La Cour de cassation précise les limites des dispositifs d’alerte professionnelle

La Cour de cassation précise les limites des dispositifs d’alerte professionnelle

A la suite du scandale Enron, les Etats-Unis ont adopté en 2002 un texte fédéral, dit « loi Sarbanes Oxley », qui a créé de nouvelles règles sur la comptabilité et la transparence financière (par exemple en imposant l’obligation pour les présidents et les directeurs financiers de certifier personnellement les comptes) et mis en place des systèmes de contrôle interne intitulés « systèmes d’alerte professionnelle ». Les employés des sociétés concernées sont ainsi contraints de signaler à leur hiérarchie tout manquement aux règles financières et comptables dont ils seraient les témoins.
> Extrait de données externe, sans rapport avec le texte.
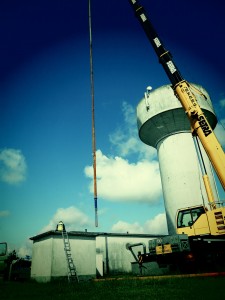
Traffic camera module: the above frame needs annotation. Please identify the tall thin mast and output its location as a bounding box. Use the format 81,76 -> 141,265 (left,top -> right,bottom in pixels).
88,0 -> 98,227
Cette obligation pesant également sur les filiales étrangères des sociétés américaines, nombres de sociétés françaises sont concernées. Parce que ces dispositifs constituent des traitements de données à caractère personnel, la CNIL a adopté le 8 décembre 2005 une délibération portant autorisation unique de tels mécanismes. Concrètement, les entreprises qui mettent en place un dispositif d’alerte professionnelle n’ont pas d’obligation de requérir une autorisation spécifique de la CNIL ; il leur suffit de soumettre à la Commission un engagement de conformité aux dispositions de la délibération.

La question s’est alors posée de savoir quel était le champ d’application de ces dispositifs. La délibération de la CNIL portant autorisation unique vise en effet, en son article 1er, les « traitements mis en oeuvre par les organismes publics ou privés dans le cadre d’un dispositif d’alerte professionnelle (…) visant à l’établissement de procédures de contrôle interne dans les domaines financier, comptable, bancaire et de lutte contre la corruption ».
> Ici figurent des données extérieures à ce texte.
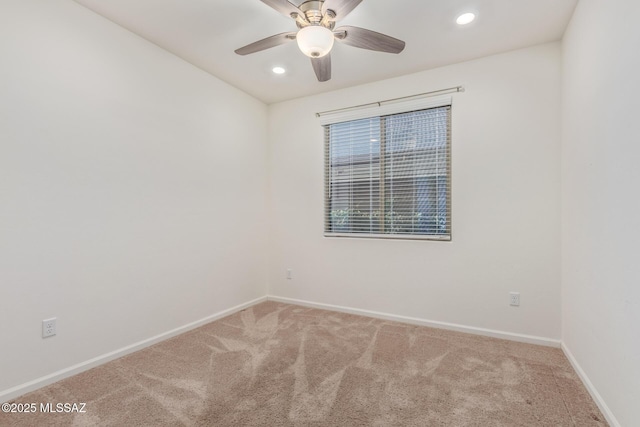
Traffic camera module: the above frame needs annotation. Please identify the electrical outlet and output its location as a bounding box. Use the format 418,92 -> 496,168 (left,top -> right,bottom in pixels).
286,269 -> 292,280
509,292 -> 520,307
42,318 -> 57,338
Or l’article 3 de la délibération étend les dispositifs au signalement de « faits qui ne se rapportent pas à ces domaines » mais qui mettent en jeu « l’intérêt vital » de l’entité « ou l’intégrité physique ou morale de ses employés ». Cet article 3 est fréquemment analysé comme opérant un élargissement substantiel de la portée des mécanismes alertes professionnelles.

Cependant, par un arrêt du 8 décembre 2009 (08-17.191), la Chambre sociale de la Cour de cassation a refusé d’étendre le champ d’application des dispositifs d’alerte professionnelle, en considérant « qu’un dispositif d’alerte professionnelle faisant l’objet d’un engagement de conformité à l’autorisation unique ne peut avoir une autre finalité que celle définie à son article 1er que les dispositions de l’article 3 n’ont pas pour objet de modifier ».
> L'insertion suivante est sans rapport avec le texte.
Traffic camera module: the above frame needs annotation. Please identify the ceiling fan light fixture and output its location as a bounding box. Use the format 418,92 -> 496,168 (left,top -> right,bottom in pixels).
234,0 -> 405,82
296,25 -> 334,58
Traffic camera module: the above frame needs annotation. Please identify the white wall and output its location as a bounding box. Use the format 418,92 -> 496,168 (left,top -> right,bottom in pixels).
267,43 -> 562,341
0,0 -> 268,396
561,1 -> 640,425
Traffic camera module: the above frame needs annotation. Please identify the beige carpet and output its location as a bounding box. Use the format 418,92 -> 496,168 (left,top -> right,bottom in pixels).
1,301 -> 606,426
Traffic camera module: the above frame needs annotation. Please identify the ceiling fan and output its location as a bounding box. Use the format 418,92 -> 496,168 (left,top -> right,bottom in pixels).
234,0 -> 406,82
Ainsi, un dispositif d’alerte professionnelle qui porterait sur des cas de mise en jeu de l’intérêt vital de certaines personnes au sein de l’entreprise devrait faire l’objet d’une demande d’autorisation spécifique auprès de la CNIL.

Au vu de cette décision, les dispositions de l’article 3 de la délibération portant autorisation unique suscitent certaines interrogations, puisqu’il est difficile de faire le lien entre d’éventuels manquements aux obligations comptables, par exemple, et la mise en jeu de l’intérêt vital d’employés… C’est pourquoi la CNIL vient d’annoncer qu’elle allait modifier son autorisation unique à la lumière de cette décision.